Personalized recommendation of sports online video teaching resources is related to the quality of physical education. Therefore, in order to improve the effect of personalized recommendation of sports online video teaching resources, this paper designs a personalized recommendation method of sports online video teaching resources based on multi-user characteristics. Firstly, fix the collection area of sports online video teaching resources, determine the confidence space of data collection, convert the sports online video teaching resources data in this range into a standard deviation, determine the component of each cluster point through K-means clustering algorithm, and then remove the similar data in the data segment with the help of cosine similarity. The video segment data in the sports online video teaching resources with high similarity will be further normalized to complete the data preprocessing; According to the analysis of multi-user characteristics, the data of sports online video teaching resources that users are interested in are effectively matched, and the matching weight is calculated. Finally, the personalized recommendation model of sports online video teaching resources is constructed with the help of RCNN model to realize the design of personalized recommendation method of sports online video teaching resources based on multi-user characteristics. The data accuracy of the proposed method is higher than 95%, and the recall rate is high, the recommendation time is short, so it is feasible. In future research, we can analyze the semantic relationship in students’ topic discussions by mining the relationship between a student's daily information, learning trajectory, classroom speech, and test score data.
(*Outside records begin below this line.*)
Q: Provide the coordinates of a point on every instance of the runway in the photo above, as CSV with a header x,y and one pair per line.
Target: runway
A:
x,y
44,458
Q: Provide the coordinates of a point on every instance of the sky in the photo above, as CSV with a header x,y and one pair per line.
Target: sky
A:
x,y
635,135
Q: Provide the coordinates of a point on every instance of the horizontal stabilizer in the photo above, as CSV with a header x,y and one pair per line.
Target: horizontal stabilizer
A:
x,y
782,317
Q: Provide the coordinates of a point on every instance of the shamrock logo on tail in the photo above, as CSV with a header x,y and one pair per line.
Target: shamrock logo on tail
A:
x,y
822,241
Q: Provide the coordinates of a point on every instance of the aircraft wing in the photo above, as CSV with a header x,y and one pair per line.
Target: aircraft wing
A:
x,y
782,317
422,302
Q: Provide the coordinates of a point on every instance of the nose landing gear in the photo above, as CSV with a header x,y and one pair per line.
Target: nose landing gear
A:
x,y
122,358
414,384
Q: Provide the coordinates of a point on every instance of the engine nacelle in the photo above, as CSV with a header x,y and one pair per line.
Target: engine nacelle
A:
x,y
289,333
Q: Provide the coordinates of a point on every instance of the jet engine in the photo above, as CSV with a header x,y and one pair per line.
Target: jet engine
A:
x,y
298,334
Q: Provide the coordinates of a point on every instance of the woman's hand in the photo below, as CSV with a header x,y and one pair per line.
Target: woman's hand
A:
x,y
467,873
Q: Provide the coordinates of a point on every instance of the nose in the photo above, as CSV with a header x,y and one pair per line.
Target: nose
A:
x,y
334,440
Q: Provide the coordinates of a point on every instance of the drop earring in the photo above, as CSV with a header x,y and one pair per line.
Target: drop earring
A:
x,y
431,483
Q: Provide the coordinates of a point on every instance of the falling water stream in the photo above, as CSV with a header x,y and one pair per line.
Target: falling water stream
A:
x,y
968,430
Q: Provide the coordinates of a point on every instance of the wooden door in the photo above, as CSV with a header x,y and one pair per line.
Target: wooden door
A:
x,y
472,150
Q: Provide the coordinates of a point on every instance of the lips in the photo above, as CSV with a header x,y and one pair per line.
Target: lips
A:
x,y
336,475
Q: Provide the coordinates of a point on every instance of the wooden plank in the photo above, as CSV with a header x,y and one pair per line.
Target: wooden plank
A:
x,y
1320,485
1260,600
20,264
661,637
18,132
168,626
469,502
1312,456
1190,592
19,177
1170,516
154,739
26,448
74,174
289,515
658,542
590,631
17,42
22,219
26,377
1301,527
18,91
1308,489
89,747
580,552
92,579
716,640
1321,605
In this way, the dimension of resource recommendation can be increased, so as to increase the recommended range of video-related resources.

Data Availability

The authors confirm that the data supporting the findings of this study are available within the article.

Conflicts of Interest

The authors declare that they have no conflicts of interest.

Acknowledgments

The research was supported by the 2021 Humanities and Social Science Foundation Project of Wuhan Institute of Technology (including think tank): Research on Regional Sports High-Quality Development Innovation, item number: 0070582021; and Hubei Province Education Science Planning Research Project: Small Ball Master of Physical Education Employment Guidance Research, item number: 2021GB033.